Well, actually you can. You can live and choose to believe and act in whatever way you want. You can blame people and yell at them and assert yourself as much as you want to.
Example - Freedom and Acceptance
Let’s ask something as an example. So freedom is a value, an ideal. It means something specific to each of us.
If you believed when you were 10 that being free meant being able to drive and drink and kiss girls or boys and spend money, how has that vision changed for you?
I think we want that to evolve some, but often it really hasn’t! Sometimes it’s time to take a look at what we want from more grown-up eyes, especially if what we’re doing isn’t working well for us.
But what about that feeling of being free? What does that mean to you?
Not having to account to anybody for anything!?
Being able to do whatever we want (like what)?
Does this sound realistic in life? What would that look like for you in practice? How long can a lifestyle like that work, if we are going to have relationships with other people?
We can have moments or maybe periods of time where we feel completely free and unencumbered, but I’m not sure how that translates to everyday living long-term, or to living a life we will truly enjoy and find fulfillment in.
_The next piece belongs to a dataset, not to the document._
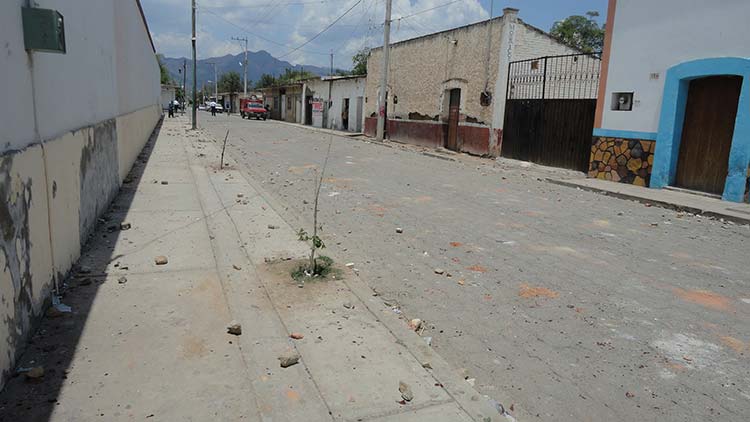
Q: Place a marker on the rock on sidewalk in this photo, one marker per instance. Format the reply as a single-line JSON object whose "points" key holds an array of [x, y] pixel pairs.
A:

I really did think at one time that freedom came in a bottle and in escaping reality. But I found that what tasted like freedom for a moment never satisfied me. I always felt like I was right on the edge of bliss with getting drunk -- escaping, or numbing all the pressures of the world. Some people isolate from others in fear and spiral into depression and anxiety. Some people assert themselves aggressively with all kinds of consequences.
I think that finding true personal freedom, as with most everything else, comes from within. If I have a sense of freedom to claim agency in my own life, to accept myself as I am, an imperfect person, striving to do the best I can, given my limitations and those of the world around me, along all kinds of life dimensions, that seems like an idea of freedom I can work with and keep working towards. I can be okay, and free, no matter what doubts I might have, how others treat me, or how my luck plays out in the world, with acceptance.
How to carve out our own little space that perhaps widens over time, where we can live in a way that works for us in the context of our values?
We live in a complex system where many people do not act the way we think they should (including us). Given that, how can we make things fairer, work better, focus on the things that will better address our human problems?
Does getting upset help that? Arguable. It can provide some motivation. It can rally others to our cause. But does upsetting ourselves help us, on balance? Does it help to hurt ourselves with anger and sacrifice ourselves to a cause? There are limits built into that, like longevity and continued influence. So let’s choose that judiciously -- pick your battles, as we used to say. Are there better ways to focus our energies to make changes? I would say yes.
And then what of addictive behaviors? How do these interact with acceptance? They tend to be pretty rough on our ability to feel okay about ourselves. They can certainly affect our relationships with others and our ability to see them objectively, trust what they are telling us. And then life … Well, those haven’t helped me much with being able to cope with life on life’s terms.
So where to start?
I’d say start with exploring self-acceptance, and then move slowly and steadily towards accepting others and then life acceptance, the world as it is, so you can see what you want to do with that. It won’t flow in a straight order, and of course, we can’t be perfect in these either. I tend to swing between doing better with one or the other, and I often have to self-correct, but starting with self is usually a good bet.
I picture this process of embracing unconditional acceptance as widening circles, ripples spreading out on a pond. If we start with ourselves, and make self-acceptance our core, then we can gradually start to spread out to embrace the reality of other people as they are, and the world around us, in whatever ponds we choose in the world.